If this guy did have children, the violent nightly screams of his children emerging from nightmares would shock some sense into him. He'd draw a Bunny, an Ox, and a freakin Triceratops respectively for those parts of the alphabet. And thereafter his wife would remind him, no doubt weekly, of that time he frightened the children with his creepy drawings from that book.
Instead, he thanks his mom profusely in the dedication, which of course renders the scene of a very patient, elderly mom who would like her grown son to get the hell out of the house, and maybe even date for mercy's sake, holding his latest opus in her wrinkled hands, with a puzzled but carefully pleasant look on her face, saying, "Yes, dear, it's very nice. Yes, it looks very much like an octopus!" while he gases up at her with that sweet little hopeful look he had when he was offering her doodie from his diaper as a toddler. All the while she's assuming the thing would never get published (with a heavy inner sigh), and thus sensitive little minds wouldn't have to face the horror she's grasping, so why be honest? In order for the thing to get past a publisher, mom must have done what Forrest Gump's mom did to get him into school.

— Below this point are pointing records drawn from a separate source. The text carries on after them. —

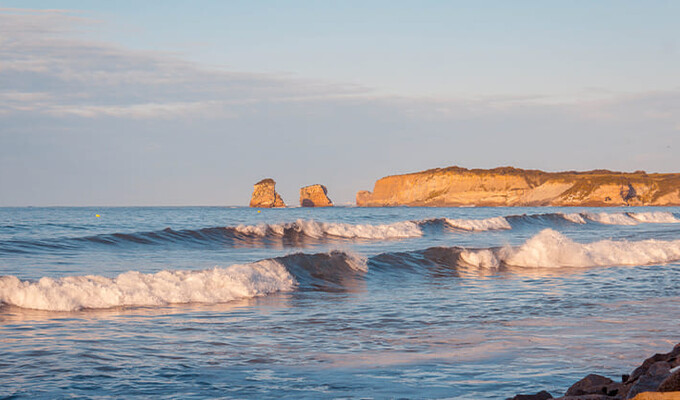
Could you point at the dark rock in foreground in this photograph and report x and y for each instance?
(658, 378)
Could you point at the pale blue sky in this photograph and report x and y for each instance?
(179, 103)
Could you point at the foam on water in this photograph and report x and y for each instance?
(549, 248)
(138, 289)
(575, 218)
(488, 224)
(630, 218)
(315, 229)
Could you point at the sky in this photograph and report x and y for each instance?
(190, 103)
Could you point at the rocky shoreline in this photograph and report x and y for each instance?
(657, 378)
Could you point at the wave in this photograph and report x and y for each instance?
(315, 229)
(134, 288)
(477, 225)
(627, 218)
(550, 249)
(308, 232)
(325, 271)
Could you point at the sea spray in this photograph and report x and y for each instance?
(316, 229)
(550, 248)
(496, 223)
(134, 288)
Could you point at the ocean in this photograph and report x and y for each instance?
(341, 302)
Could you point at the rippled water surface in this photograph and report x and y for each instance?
(465, 303)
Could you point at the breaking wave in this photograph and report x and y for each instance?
(477, 225)
(551, 249)
(303, 232)
(315, 229)
(325, 271)
(628, 218)
(134, 288)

The fact that the big, greasy thing is hanging from above, its suckers making little popping and sucking sounds as it feels up the light fixture, unscrewing highly pressurized bulbs that explode like glass grenades, is enough of an image to give anyone the fantods. Crimeny.
It should be noted: I believe James Lileks coined the term "nightmare fuel" on his wonderful site. I'd not read it before I saw it there, and have seen it many times since. Due to the fact that every single blogger on the web reads Lileks, I'm pretty sure he's the guy.